Just in case the two cameras I can clearly see monitoring the room also have sound, I shuffle over to Lucy and whisper in her ear.
“Planning our escape.”
35
KUANG
Glee washes over Kuang as he watches the woman who ruined his partnership fitfully sleep on the computer monitor his men set up for him on top of his study’s coffee table. Her response to her situation has been immensely satisfying so far.
First came the screaming and begging to be let out. Then came the abject apologies to her friend for getting her into the situation.
Kuang hadn’t been sure about his instinct to keep the white woman alive after kidnapping her and using her to do his bidding. But he shouldn’t have doubted himself for a second. Her coworker served as a misery amplifier. And besides, how delightful will it be when the older woman is eventually killed right in front of Victor’s whore?
She sank to the floor and wailed for hours yesterday before finally climbing into the bed and falling into a fitful sleep. Kuang can just imagine how she’ll respond when he sends the man who kidnapped her down there to slit her friend’s throat. The thought of it fills him with triumphant laughter and makes him happy that he ignored his daughter’s advice about transitioning into legitimacy.
So many of the younger crime lords are doing that these days. Using their washed money to start businesses and even buy entire corporations as The Silent Triad had—that should’ve been Kuang’s first warning that they would eventually become his enemy.
But times like this offered an argument against legitimacy. In his underworld, lawyers are never needed to solve grievances. Insults never have to go unanswered. Justice can be served without the aid of a court.
And enemies can be vanquished by any means necessary.

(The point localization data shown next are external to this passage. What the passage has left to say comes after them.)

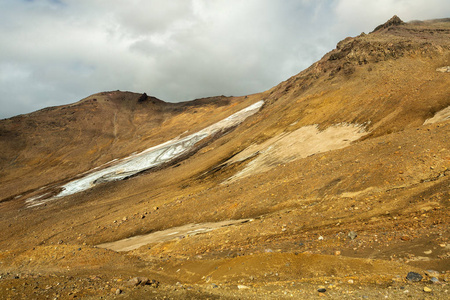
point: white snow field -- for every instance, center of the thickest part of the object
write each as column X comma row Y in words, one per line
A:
column 148, row 158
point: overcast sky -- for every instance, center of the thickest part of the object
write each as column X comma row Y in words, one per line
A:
column 55, row 52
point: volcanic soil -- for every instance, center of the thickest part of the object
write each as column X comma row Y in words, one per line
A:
column 338, row 187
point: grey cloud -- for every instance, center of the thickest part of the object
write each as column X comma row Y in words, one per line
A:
column 57, row 52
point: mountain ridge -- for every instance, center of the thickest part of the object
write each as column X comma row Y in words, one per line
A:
column 346, row 181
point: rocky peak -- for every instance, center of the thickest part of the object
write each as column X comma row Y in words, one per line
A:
column 394, row 21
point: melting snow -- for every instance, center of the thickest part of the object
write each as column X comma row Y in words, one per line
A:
column 149, row 158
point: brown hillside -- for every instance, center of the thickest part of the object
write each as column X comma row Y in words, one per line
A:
column 340, row 182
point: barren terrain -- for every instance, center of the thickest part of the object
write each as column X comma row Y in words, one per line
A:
column 337, row 186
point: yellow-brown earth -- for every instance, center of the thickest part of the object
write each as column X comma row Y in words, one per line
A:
column 341, row 149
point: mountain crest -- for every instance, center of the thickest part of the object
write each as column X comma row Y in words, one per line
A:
column 394, row 21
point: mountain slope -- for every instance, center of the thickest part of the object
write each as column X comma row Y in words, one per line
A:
column 340, row 147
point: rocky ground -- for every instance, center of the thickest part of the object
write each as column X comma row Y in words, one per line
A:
column 340, row 182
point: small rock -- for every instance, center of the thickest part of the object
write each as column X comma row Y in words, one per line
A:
column 445, row 69
column 432, row 273
column 243, row 287
column 414, row 277
column 139, row 281
column 434, row 280
column 352, row 235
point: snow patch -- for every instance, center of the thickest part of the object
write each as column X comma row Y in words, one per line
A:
column 440, row 116
column 287, row 147
column 149, row 158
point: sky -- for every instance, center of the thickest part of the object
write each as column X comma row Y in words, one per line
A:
column 55, row 52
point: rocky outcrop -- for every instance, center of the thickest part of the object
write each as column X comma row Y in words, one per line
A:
column 394, row 21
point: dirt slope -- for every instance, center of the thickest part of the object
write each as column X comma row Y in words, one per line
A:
column 344, row 181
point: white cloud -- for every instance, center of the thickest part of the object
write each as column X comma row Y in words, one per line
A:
column 55, row 51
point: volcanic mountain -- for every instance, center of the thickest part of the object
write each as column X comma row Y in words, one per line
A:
column 335, row 180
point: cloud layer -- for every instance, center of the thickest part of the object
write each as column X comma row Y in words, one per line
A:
column 59, row 51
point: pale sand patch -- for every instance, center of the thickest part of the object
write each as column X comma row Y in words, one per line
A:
column 440, row 116
column 168, row 234
column 291, row 146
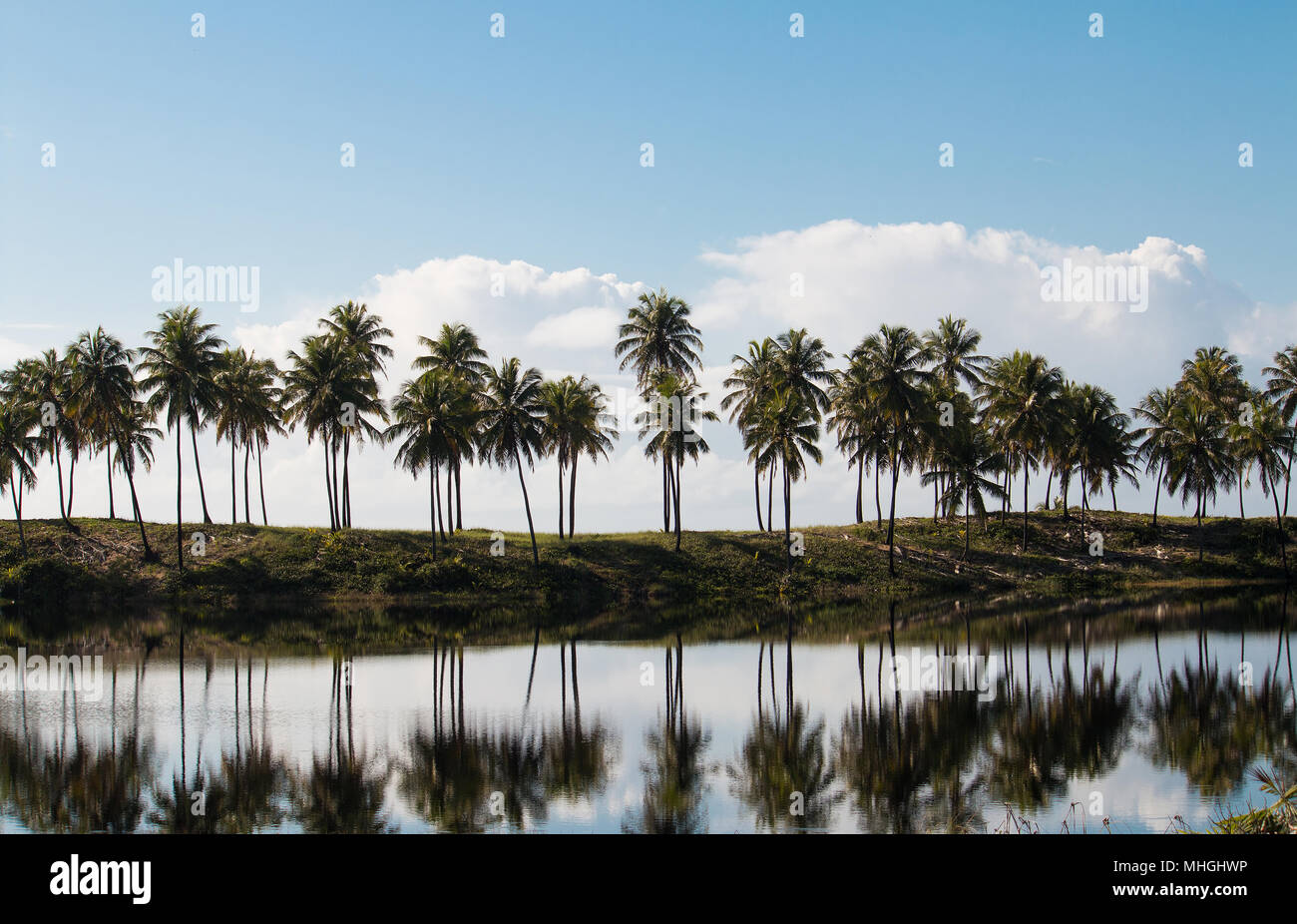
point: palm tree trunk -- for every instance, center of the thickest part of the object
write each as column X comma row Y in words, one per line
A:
column 59, row 465
column 787, row 515
column 968, row 527
column 878, row 504
column 665, row 496
column 1200, row 527
column 135, row 505
column 441, row 521
column 527, row 505
column 337, row 497
column 891, row 518
column 180, row 482
column 233, row 482
column 1026, row 478
column 17, row 515
column 72, row 484
column 1279, row 519
column 198, row 465
column 860, row 489
column 108, row 458
column 328, row 489
column 561, row 499
column 260, row 487
column 459, row 497
column 432, row 514
column 572, row 497
column 346, row 478
column 1157, row 491
column 769, row 499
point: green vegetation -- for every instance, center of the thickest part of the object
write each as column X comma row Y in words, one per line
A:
column 96, row 564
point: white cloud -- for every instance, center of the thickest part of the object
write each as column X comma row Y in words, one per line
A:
column 856, row 276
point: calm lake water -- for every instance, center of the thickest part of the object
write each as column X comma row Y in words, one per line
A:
column 1050, row 719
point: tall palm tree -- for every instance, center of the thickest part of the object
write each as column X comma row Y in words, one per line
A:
column 669, row 426
column 1198, row 454
column 659, row 337
column 102, row 396
column 895, row 358
column 362, row 335
column 750, row 384
column 575, row 424
column 852, row 422
column 433, row 418
column 1215, row 376
column 312, row 396
column 513, row 427
column 965, row 457
column 178, row 370
column 1265, row 444
column 1155, row 410
column 133, row 437
column 802, row 363
column 789, row 430
column 457, row 352
column 44, row 382
column 262, row 419
column 1282, row 388
column 20, row 448
column 1021, row 398
column 952, row 350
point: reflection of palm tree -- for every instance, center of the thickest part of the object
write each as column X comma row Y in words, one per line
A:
column 782, row 771
column 674, row 775
column 1213, row 728
column 342, row 791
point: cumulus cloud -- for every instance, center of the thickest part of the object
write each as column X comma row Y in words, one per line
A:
column 854, row 276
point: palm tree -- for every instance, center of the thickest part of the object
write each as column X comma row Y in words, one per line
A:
column 965, row 457
column 102, row 396
column 133, row 439
column 894, row 358
column 43, row 382
column 659, row 337
column 1155, row 409
column 669, row 427
column 20, row 448
column 457, row 352
column 178, row 378
column 1282, row 388
column 361, row 333
column 513, row 428
column 312, row 396
column 789, row 430
column 952, row 350
column 1215, row 376
column 1265, row 443
column 263, row 397
column 1198, row 453
column 1021, row 398
column 575, row 423
column 750, row 384
column 433, row 418
column 852, row 421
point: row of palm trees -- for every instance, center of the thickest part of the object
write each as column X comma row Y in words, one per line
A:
column 904, row 401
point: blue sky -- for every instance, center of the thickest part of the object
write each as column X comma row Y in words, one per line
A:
column 224, row 150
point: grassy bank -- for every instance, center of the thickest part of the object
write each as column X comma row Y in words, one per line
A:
column 99, row 564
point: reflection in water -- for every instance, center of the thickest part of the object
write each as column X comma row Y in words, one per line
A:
column 1161, row 711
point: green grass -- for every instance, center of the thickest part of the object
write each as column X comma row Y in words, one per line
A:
column 99, row 564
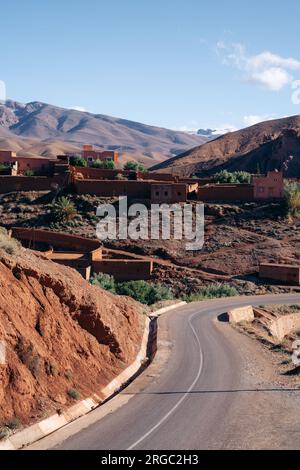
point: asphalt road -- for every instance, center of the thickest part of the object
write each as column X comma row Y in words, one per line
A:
column 186, row 406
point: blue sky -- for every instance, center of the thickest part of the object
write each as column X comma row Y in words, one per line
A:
column 178, row 64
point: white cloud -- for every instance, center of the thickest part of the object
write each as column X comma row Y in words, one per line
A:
column 273, row 79
column 253, row 119
column 266, row 69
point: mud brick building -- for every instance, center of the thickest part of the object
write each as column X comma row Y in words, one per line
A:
column 22, row 164
column 85, row 255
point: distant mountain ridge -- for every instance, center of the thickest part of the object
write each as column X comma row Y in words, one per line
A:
column 42, row 128
column 267, row 146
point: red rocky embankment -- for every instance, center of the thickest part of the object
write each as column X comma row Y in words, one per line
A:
column 61, row 334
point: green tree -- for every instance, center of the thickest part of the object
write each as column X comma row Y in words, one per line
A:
column 105, row 281
column 235, row 177
column 144, row 292
column 212, row 291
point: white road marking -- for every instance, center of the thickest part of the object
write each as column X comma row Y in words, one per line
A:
column 164, row 418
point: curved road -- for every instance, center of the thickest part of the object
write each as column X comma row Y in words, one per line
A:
column 190, row 403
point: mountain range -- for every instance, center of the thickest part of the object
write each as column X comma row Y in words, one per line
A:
column 265, row 146
column 42, row 129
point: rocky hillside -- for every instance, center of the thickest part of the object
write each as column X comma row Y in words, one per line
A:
column 265, row 146
column 61, row 335
column 39, row 128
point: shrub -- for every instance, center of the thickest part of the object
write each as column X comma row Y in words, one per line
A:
column 104, row 164
column 9, row 245
column 144, row 292
column 77, row 160
column 105, row 281
column 292, row 198
column 212, row 291
column 236, row 177
column 73, row 393
column 29, row 173
column 63, row 210
column 134, row 166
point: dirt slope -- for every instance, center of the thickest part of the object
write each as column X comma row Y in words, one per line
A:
column 60, row 333
column 266, row 145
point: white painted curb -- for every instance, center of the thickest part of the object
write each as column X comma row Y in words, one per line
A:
column 161, row 311
column 53, row 423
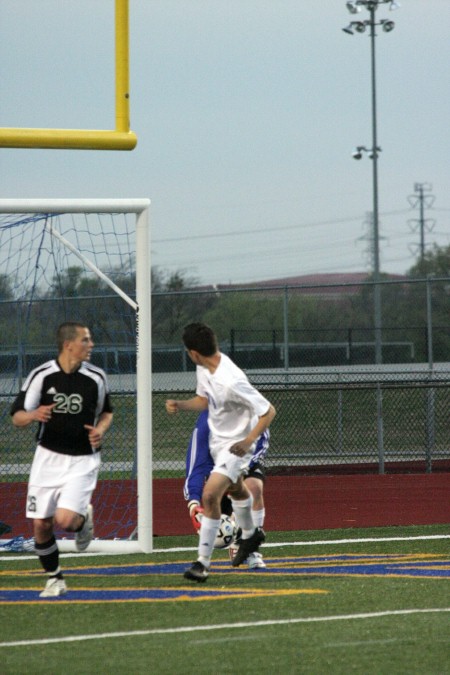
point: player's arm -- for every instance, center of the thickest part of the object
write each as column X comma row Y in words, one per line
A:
column 195, row 404
column 22, row 418
column 264, row 421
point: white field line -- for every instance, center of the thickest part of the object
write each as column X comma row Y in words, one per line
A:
column 246, row 624
column 182, row 549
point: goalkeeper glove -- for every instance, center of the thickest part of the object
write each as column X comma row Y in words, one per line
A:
column 195, row 512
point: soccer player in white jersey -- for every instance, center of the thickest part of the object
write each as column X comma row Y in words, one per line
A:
column 237, row 416
column 69, row 399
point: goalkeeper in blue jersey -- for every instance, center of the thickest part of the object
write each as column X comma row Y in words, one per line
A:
column 199, row 465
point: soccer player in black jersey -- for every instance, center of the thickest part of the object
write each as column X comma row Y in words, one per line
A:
column 69, row 399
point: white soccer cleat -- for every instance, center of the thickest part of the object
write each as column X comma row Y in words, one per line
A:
column 255, row 561
column 84, row 537
column 54, row 588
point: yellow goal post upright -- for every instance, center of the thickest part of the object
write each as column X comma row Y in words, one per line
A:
column 121, row 138
column 138, row 211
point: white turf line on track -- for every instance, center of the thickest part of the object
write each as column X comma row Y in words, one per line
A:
column 246, row 624
column 280, row 544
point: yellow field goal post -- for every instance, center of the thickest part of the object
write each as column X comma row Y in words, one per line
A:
column 121, row 138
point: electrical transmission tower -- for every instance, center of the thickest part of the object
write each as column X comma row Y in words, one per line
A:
column 421, row 200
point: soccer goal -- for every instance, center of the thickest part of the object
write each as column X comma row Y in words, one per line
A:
column 83, row 260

Of course, there is always the fear of retaliation. He doesn’t live in a heavily guarded compound for nothing.
But he has also become so good at removing his rivals from the equation that he’s never had to use the panic room he had built, which makes his implementation of it as a prison now that more special. Knowing that his enemy is watching this same security camera feed has quickly turned this particular television show into Kuang’s favorite.
Kuang closes his eyes as he so often has over the last twenty-four hours, imagining the look on Victor’s face after receiving that link. Watching his ill-chosen, heavily pregnant fiancé suffer must be killing young Zhang. And her death will destroy him. Kuang is sure of that.
That father of his was never the same after the murder of his wife. Sure, he managed to hold onto his territories due to the unexpected death of his rival. And Kuang heard that the nanny responsible for taking the boy in the first place had met an untimely end after everything that happened. According to the surely paid-for police report, she had somehow pulled out all of her own nails before jumping out a window of an apartment building located in a mid-sized city in the mainland. There were also occasional reports of Red Diamonds who dared to steal from the Dragon being handled in the old way.
Before the death of his wife, Raymond Zhang claimed Hong Kong territories with such unrelenting ambition that he attracted the most gruesome of rivals. However, that drive disappeared over the next fifteen years. Kuang’s former Red Diamond source even told him that shortly before his death, Raymond Zhang released his son to live a civilian life.
Victor appeared so promising at first. But Kuang should’ve known he’d eventually succumb to his father’s weakness.
And to think he actually used to feel sorry for Raymond Zhang. That his rival could be so cruel as to kill his wife and deform his son.
Kuang’s own wife had just given birth to his son back then, and the thought of anything similar happening to him had filled him with such horror. Involving innocent family members seemed beyond the boundaries of cruelty. And he’d wondered what could have pushed the rival to such violence.